Last week at the Madison farmer’s market I made some fun purchases: a crusty, satisfying loaf of spelt bread, a jar of cherry-rhubarb jam, and a kale plant for my garden plot at work (!). But I was most excited to discover organic blue potatoes (really more purple than blue), a variety of tater I’d read about but never personally eaten. I purchased three but didn’t use them ’til tonight, when I boiled up two blue potatoes and one sweet potato before sauteeing that shizz up to make a surprisingly wonderful potato hash.

I want to eat this photo.

Perhaps it’s not the most beautiful creation, but this was one of the most satisfying dishes I’ve had in a week or so, and that’s sayin’ something – I’ve had some pretty darn good food lately. It was so simple, too – I sauteed up some garlic and some onion flakes (in lieu of real onions; I inherited onion flakes from our college house’s pantry last year and always sneered at them until I had need of them tonight). With a little salt, pepper, and cayenne, this was so delicious. The blue potatoes were tastier and less starchy than your average Idaho, and the organic sweet potatoes were truly heavenly. And all those little burnt bits from the bottom of the pan? Freakin’ amazing.

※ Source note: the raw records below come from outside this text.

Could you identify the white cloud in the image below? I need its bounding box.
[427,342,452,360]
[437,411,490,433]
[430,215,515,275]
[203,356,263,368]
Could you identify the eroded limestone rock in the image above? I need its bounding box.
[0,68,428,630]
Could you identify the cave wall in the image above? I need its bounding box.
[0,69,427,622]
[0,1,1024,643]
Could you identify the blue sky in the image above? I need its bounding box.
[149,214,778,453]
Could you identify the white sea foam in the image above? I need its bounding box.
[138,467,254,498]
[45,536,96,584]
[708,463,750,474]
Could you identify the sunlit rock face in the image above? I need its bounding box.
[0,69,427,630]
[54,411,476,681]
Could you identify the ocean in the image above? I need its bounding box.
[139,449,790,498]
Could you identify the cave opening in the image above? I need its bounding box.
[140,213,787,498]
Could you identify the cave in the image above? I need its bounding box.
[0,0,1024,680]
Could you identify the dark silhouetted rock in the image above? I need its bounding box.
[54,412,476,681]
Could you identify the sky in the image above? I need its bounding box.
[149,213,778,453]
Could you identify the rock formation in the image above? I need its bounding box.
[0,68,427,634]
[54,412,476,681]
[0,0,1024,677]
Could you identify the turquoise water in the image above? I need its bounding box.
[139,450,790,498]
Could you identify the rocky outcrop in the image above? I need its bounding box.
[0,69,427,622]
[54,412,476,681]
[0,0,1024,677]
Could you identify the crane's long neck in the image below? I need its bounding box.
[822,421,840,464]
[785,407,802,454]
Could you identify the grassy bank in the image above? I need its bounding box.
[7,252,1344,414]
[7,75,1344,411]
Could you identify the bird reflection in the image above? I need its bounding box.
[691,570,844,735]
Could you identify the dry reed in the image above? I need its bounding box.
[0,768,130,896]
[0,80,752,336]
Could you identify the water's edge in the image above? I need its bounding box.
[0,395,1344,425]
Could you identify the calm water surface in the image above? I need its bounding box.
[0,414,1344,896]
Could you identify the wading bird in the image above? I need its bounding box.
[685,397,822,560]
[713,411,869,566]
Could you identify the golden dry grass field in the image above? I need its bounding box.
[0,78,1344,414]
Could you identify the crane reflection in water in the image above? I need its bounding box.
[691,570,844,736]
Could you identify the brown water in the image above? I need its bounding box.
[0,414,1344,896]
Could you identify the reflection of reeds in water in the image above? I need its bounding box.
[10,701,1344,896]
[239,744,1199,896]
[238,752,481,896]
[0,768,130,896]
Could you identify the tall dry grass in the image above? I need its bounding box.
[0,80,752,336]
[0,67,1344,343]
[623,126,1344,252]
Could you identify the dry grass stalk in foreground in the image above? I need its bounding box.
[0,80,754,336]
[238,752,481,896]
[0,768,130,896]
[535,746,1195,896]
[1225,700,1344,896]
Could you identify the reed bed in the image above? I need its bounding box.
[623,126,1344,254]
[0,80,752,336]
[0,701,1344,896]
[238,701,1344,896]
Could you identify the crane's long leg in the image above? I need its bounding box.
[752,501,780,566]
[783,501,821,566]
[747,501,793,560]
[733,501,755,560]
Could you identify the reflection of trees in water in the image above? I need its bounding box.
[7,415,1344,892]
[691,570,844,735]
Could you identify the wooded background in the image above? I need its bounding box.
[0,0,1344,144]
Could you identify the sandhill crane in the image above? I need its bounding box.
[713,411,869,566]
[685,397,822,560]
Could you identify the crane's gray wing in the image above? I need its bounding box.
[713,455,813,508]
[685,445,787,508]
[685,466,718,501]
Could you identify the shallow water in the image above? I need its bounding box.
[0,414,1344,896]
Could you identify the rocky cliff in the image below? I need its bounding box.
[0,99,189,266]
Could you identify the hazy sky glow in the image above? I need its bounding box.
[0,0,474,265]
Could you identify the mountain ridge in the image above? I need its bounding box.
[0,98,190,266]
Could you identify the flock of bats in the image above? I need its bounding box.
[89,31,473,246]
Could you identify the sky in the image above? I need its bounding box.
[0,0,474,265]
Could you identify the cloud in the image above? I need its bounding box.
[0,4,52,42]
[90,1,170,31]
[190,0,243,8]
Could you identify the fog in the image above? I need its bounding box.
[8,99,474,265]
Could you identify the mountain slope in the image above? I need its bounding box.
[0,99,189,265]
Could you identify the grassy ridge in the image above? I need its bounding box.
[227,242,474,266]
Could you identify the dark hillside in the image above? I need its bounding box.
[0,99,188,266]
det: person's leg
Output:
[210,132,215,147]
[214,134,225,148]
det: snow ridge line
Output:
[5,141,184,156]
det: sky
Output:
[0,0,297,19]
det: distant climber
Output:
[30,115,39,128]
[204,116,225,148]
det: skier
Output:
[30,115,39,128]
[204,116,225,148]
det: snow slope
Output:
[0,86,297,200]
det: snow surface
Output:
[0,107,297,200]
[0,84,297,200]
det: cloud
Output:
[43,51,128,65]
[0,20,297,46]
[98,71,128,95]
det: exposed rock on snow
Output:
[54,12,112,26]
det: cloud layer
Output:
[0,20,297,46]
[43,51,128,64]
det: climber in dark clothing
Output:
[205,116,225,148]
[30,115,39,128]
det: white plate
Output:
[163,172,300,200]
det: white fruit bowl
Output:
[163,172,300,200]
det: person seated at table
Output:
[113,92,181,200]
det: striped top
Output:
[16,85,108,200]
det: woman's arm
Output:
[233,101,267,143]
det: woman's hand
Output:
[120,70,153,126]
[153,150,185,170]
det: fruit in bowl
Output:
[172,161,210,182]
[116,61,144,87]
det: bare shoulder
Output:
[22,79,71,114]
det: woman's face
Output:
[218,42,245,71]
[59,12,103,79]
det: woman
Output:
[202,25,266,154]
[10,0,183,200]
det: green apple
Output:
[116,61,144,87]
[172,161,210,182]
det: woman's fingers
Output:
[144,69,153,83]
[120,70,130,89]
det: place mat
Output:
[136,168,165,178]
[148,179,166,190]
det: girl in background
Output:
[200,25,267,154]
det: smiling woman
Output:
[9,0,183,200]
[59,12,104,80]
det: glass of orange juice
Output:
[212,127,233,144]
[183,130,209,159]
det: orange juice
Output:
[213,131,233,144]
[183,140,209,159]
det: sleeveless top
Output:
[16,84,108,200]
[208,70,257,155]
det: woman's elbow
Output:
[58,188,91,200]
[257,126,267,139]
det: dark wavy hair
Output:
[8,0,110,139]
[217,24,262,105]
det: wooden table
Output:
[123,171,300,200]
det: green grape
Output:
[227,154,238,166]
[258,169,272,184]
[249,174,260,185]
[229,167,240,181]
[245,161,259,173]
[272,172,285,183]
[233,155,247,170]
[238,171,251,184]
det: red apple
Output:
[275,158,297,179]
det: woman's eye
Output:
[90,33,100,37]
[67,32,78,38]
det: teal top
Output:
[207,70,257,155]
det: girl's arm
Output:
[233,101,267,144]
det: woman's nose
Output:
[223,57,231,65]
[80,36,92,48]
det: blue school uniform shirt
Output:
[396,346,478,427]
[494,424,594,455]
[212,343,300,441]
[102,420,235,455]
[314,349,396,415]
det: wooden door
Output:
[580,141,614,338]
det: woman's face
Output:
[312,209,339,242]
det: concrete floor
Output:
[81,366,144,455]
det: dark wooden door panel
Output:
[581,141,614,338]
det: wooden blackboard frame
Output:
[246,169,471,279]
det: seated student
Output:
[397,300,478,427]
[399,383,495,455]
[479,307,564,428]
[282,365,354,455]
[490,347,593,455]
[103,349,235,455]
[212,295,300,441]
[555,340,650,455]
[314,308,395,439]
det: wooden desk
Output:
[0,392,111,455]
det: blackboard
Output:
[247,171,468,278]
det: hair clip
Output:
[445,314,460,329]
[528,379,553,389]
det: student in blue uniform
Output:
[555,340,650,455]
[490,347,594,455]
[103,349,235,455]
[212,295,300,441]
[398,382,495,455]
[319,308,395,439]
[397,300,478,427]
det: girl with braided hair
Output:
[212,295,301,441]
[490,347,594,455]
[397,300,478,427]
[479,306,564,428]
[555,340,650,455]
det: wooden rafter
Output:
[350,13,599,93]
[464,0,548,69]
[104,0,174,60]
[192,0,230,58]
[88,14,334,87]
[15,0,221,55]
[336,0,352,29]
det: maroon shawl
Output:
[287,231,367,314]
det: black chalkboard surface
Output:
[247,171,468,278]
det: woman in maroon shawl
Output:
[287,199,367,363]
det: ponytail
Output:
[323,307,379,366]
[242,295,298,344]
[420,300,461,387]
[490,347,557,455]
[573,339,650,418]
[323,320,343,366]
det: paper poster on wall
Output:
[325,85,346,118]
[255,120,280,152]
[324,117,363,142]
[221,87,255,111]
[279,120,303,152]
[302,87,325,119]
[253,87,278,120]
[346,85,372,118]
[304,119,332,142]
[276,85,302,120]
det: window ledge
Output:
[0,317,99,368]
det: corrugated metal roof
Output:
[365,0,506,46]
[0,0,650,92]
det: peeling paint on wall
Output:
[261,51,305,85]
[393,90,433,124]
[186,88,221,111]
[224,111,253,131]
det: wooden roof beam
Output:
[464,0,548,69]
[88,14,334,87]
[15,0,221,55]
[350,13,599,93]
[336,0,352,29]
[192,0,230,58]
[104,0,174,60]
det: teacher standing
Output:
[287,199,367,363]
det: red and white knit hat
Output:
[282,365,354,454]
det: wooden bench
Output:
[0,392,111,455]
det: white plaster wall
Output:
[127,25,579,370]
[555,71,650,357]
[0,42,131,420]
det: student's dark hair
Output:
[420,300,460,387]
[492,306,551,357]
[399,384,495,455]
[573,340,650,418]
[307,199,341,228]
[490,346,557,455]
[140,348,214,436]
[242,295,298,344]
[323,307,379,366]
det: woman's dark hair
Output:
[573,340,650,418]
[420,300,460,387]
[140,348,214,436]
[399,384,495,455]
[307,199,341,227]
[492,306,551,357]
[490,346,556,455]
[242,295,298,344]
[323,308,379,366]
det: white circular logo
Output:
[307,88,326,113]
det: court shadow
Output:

Maybe I’m a cretin for covering this heavenly hash (heh heh) with ketchup, but I love Muir Glen’s organic ketchup alongside potatoes… such a fantastic flavor juxtaposition. It took a whole lotta willpower to save some of this hash, but I thought I might appreciate it for breakfast in the morn. Rest assured, I’ll devour those leftovers without hesitation tomorrow morning before a busy day of thrift-couch-shopping. Yeehaw!

So, what is your favorite naturally fun-colored food?